L’altro giorno ero in auto con un amico, giravamo senza una meta precisa tra battute di spirito e silenzi rivelatori di tanta intimità. Becchiamo l’ultimo microsecondo di un arancione lampeggiante e dispettoso. Siamo costretti a fermarci e ne approfittiamo per cercare quel cd che chissà dove era andato a finire. Pian piano si crea la fila, i primi scooter spengono i motori, le bici si intrufolano sempre più avanti. I secondi sembrano scorrere pesantissimi. I vigili stanno nelle loro belle cabine e sbirciano da tutti i lati le vetture ferme e quelle che sfrecciano.

È un incrocio enorme, di quelli che devi stare attento davvero. Ma questa dove vivo è una città aggressiva, la pazienza dura il battito debole di una farfalla stanca. Non vedono l’ora di sfrecciare al primo accenno del verde. Anzi, c’è chi sbircia il semaforo opposto per vedere quando diventa arancione per prepararsi meglio allo scatto anziché godere dei magnifici monumenti che sono dappertutto in questa città. Ma i secondi di attesa al semaforo sembrano ore e cominciano le invettive contro il gabbiotto e i loro occupanti. Tutti scalpitano intanto. Gli scooter si riaccendono uno dietro l’altro, il ciclista fa il mezzo giro sui pedali per darsi maggiore spinta e le auto cominciano a urlare la loro impazienza. Insieme ai clacson si sentono le grida di insulti, come in un unico coro da stadio, indirizzate ai vigili barricati nel gabbiotto verde. Non sono volti, sono musi, ghigni che nascondono famelici propositi. Finalmente scatta il verde e tutti partono all’impazzata. Contemporaneamente c’è il vigile che scende quei tre gradini del gabbiotto, libero di respirare ma viene ancora insultato dalla coda del traffico, con ultimi schiaffi improvvisi. Noi ci siamo accostati, dovremmo chiedere informazioni in teoria. In pratica però desistiamo e decidiamo di procedere e chiedere altrove. Sentiamo il vigile che impreca al vento e in direzione della lunga coda di auto ormai lontana. “Bastardi, bastardi, bastardi”. Ossessivo compulsivo e sono appena le dieci di mattina!

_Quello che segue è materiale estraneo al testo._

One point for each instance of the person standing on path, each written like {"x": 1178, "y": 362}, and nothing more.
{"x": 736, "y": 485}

Non c’è nessuno che accarezza questa città, a volte penso che sia sola come me. Nessuno sente la sua agonia, quella voce che urla un dolore solo per attirare attenzione. Questa dove vivo è una città che brucia. Dannata. Maledetta.

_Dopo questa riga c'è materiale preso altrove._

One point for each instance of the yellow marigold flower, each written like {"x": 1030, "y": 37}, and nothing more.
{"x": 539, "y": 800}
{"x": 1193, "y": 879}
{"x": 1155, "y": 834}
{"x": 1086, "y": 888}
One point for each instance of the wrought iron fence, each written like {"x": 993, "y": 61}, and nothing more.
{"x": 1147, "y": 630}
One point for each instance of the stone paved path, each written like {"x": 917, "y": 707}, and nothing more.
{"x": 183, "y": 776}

L’altro giorno è uscita la notizia di quell’uomo che ha subito un incidente. Stava semplicemente attraversando la strada, un camion in retromarcia in cerca del parcheggio non lo vede e lo investe. L’ambulanza arriva dopo quaranta minuti e altrettanti ne impiega per arrivare in ospedale, giusto il tempo per appurare che nel frattempo lo sfortunato era deceduto. Era uscito per comprare le medicine per la pressione e per il suo cuore. Dopo tanti anni che si abita in questo groviglio di città qualcosa salta nel cervello, nel fegato, nei polmoni. La notizia l’ho letta in un piccolo trafiletto in un giornale gratuito. Dieci righe, forse anche tante per un signor Nessuno. Quando le strade sono bloccate l’ambulanza fa veramente fatica a passare, senti quasi la sirena smorzarsi, arenata tra scogli di metallo colorati. Non ci sono piste ciclabili degne di questo nome, ma ci sono corsie preferenziali. Ci passo ogni giorno accanto per andare a lavoro. Dovrebbero essere frequentate molto di più da autobus, tram, taxi, dalle ambulanze, croce gialla, croce rossa, croce verde, e invece cosa vedi spesso e volentieri? Le fantastiche auto blu con la sirena spenta in bella vista. Ci sono più auto blu che ambulanze! I finestrini oscurati nascondono un super dirigente di un qualche partito politico o di una qualche società S.p.A. a maggioranza statale. Non sapranno mai del povero signor Nessuno perché leggono il Sole 24 ore oppure il Messaggero. Tra l’altro sono concentratissimi e quindi non badano a nulla. Vivono in una dimensione del tutto diversa da quella in cui viviamo noi.

Loro non sono aggressivi, no loro no…ma vuoi vedere che sono proprio loro che rendono la città così nervosa? Rifletto, un attimo prima di sbraitare “Bastardi, bastardi, bastardi”.